Dan was from Philadelphia, and he taught me to love that city. Most people don't get it, but I love it there. It's sort of eternally stuck in 1984, all punks and liberty spikes and I love it. More than once, I went up there with him to see his friends, to visit his beautiful, watery sister and to stay in his parents's home.

The house itself had been built in the late 1880s I think, and an addition, that included his rooms (he had two and a bathroom in which the water had been shut off, up the back stairs from the kitchen), had been added in the 1930s.

I hated Dan's rooms. They felt wrong, and I couldn't stand to be in them. The outer room was manageable, especially if I wasn't alone. The inner room was intolerable to me, and I ran screaming from it in random terror more than once.

Now it's easy to call that hysteria -- nothing rational was going on around me back then, and I was 18, frightened of everything and out of my goddamned mind and dating an abuser (he once gagged me with a sock and threatened to gouge my eyes out with a spork for grinding my teeth in my sleep) from an abusive family, but the fact remains, that room was wrong, and he eventually told me that a young boy had been raped and murdered there not long after the 1930s addition and that the house had then been sold during the War.

I'm pretty sure the problem with the room for me wasn't the boy, although I thought I saw him in that shut off bathroom once, huddled, naked, in the empty tub.

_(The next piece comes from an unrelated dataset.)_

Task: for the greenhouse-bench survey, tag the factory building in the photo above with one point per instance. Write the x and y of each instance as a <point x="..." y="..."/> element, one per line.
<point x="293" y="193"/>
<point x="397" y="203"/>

Here's the thing. Like all little goth boys of that year, Dan loved The Sandman (let's face it, he probably wanted to fuck Morpheus's brains out) and tried to get me into the comic. But it was hard for me. I wasn't Death. I didn't want to date Morpheus. I wasn't special like Delirium or hot like Desire and I wasn't as normal or odd as any of comic's mere mortals.

So I thought the stories were good, but it wasn't really me. I mean, I just wasn't cool enough for it. I knew that. Dan's sister knew that. Dan's best friend that he was fucking since I wouldn't put out knew that. Everybody knew that. Except Dan.

He tried so hard. Pleaded with me really to get it. And the only part that I got, back then, was the parliment of rooks. I was that bird who would be let go or pecked to death. Because I was a storyteller and always before a jury.

So I when I tell you I have an affinity for birds, this is what I mean. A parliment of rooks, the crow I talked to on top of a car in New York City years later, the clouds of grackles rising up from the roofs of service stations in the Texas dawn.

I thought I was that rook then, because I thought I was dying. Because I thought a ghost in Dan's house would rape me. Becuase I thought I was damned for not saving his sister and trying, stupidly, to help him. Because I was ashamed, that I only broke up with him when he took a swing at me (the first, the only) in public and missed. I've always had pride, above all else.

And that was The Sandman for me: a pretty goth girl with an ankh and combat boots and a bunch of birds.

Eventually I grew up and became friends with all these people who are friends of Neil's and I never wibbled and wobbled and oooh'ed and aaaah'ed about it, because his stories hadn't saved me. They didn't even condemn me. They just sort of bore witness, even though they, by and large, probably had better things to do. They certainly saved a lot of my friends. In the end they may have even saved Dan. Or his sister. I don't really know, but would like to think so.

Today I tell stories for a living, in a hundred different modes. And in a couple of weeks, I'll get to help tell two of the stories from The Sandman in a charity effort to make sure that difficult stories are always available to be heard when they are most needed. That they will always save and entertain and bear witness.

No matter what's changed in my life it still comes down to a parliment of rooks and a boy who may or may not have existed, who may or may not have been raped and murdered, and the girl I may or may not have once been.